Recently, an ancient incantation popped up after years of disuse, when first our Minister of Labour and then the heir apparent to the throne threatened, not subtly, to close down the union for the national airlines.
The heir apparent, Mini-Lee, specifically plagiarised his father's 1980 confrontation with the same trade union, threatening that "I don't want to do you in, but I won't let anyone do Singapore in".
"Tripartite Relations"
Attention, shoppers: the magical phrase is Tripartite Relations. Following a venerated tradition, the "leadership" of Singapore plagiarises and then bastardises key political, economic, and social theories from academics, and then attempt to pass off the product as "uniquely Singaporean", thus excusing themselves from the usual obligations of democracy and accountability.
But let's not get sidetracked here... the issue is "tripartite relations" between the State - which in Singapore, always means the Party, Capital, and Labour. To understand what this magical phrase means, it is necessary to take a magical journey back in time for 150 years... to October 1847.
Like all good stories, this one begins "in media res", in the middle of the plot, so as to speak. The Industrial Revolution had been under way for almost a century in Western Europe. Poor William Wordsworth had much to lament in the 19th century about the despoiling of nature, so much that his muadlin verses on flowers and clouds gradually became nostalgic in his countrymen's eyes within his lifetime, due to the ravages of industrialisation, urbanisation, and rural migration in England. For that eventual rapproachment with his initially unreceptive readers, Wordsworth became the poet laurette.
Too bad then, that the poet never pointed to the real ravages of industrialisation on the human soul. The industrial revolution created a new class of people, the Capitalists, who owned the factories where hundreds of thousands toiled, in very abysmal conditions and very low pay.
By 1799, one year before Wordsworth's famous "Lines composed a few miles above Tintern Abbey", the capitalists got smart enough to bribe the very corrupt government of William Pitt, to ban the formation of trade unions. The unions would've had sufficient bargaining clout to negotiate for higher pay and more humane conditions.
Back to 1847, fifty years on. By that time, unions are banned in most of Western Europe, and the exploitation of workers boiled to crisis proportions. Enter Marx, with the Communist Manifesto. The rest, they say, is history.
Marx might have been a poor Communist philosopher (and he expressedly insisted that he was never a Communist), but he was a brilliant economist who saw the problems of early capitalism, which probably would have "did capitalism in" if Marx didn't publish his analysis.

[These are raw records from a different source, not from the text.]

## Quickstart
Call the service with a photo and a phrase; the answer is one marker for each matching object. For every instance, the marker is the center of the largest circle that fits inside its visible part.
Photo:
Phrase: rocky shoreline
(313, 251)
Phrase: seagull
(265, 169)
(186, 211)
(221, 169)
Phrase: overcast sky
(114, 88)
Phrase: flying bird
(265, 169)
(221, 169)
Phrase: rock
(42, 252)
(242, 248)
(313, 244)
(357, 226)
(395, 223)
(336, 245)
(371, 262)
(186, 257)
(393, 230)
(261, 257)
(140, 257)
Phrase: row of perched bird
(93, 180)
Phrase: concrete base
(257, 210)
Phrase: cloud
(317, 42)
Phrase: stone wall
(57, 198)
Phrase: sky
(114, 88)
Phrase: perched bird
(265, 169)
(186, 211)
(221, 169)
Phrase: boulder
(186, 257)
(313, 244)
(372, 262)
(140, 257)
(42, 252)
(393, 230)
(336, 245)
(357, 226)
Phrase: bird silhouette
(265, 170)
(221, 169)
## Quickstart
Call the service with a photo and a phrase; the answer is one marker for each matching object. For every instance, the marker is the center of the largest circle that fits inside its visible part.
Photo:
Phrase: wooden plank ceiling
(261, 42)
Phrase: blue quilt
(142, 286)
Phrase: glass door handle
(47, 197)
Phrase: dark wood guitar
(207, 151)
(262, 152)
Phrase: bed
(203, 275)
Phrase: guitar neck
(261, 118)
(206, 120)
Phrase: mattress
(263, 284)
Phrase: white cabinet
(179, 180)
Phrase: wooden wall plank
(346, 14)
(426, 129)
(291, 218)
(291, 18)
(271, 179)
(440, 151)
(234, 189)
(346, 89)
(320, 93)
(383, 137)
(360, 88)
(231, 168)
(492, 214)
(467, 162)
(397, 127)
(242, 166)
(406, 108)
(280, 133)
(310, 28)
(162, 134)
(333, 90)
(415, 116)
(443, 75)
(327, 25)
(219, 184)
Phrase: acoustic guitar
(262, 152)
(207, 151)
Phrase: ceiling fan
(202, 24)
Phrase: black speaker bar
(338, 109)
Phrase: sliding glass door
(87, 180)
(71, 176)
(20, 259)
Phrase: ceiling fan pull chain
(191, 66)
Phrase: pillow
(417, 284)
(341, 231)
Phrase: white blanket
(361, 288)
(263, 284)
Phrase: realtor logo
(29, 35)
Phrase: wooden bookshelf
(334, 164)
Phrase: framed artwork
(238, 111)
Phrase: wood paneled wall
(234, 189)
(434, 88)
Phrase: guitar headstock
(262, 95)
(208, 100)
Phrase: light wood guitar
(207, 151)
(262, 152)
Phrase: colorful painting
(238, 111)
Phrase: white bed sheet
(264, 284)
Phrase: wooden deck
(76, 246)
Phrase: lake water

It did however take almost a century before economists began to take Marx seriously, and only because of the great crisis of industrial capitalism, which we know as the Great Depression. The great arch-Capitalist Henry T. Ford eventually gave in and reversed his opposition to labour unions within his factories, and hence started the ball rolling on modern trade unions.
And tripartite relations? Franklin Roosevelt's New Deal programme echoed most economic-political reforms in capitalist countries across the Atlantic Ocean.
The "welfare state", maligned as it is in today's discourse, is a valid description for every modern capitalist country.
The state's policy basically guarantees the near full-employment conditions in the economy for the capitalists.
For Labour, the state guarantees basic working conditions, such as instituting minimum wage laws, and safegauarding work conditions.
Since the state's aim is for an economy operating near full-capacity, it takes out "unemployment insurance" for workers caught in the wrong part fo the economic cycle, hence the dole.
To provide a decent workforce for the factories, the state heavily subsidises education, as modern industrial economies require a workforce schooled with a foundation in Math, Science, or Engineering.
In general, this agenda sounds like most of the modern "capitalist" countries. What we practise then, is a reformed capitalism, reformed by Marx's analysis of the flaws of the early system.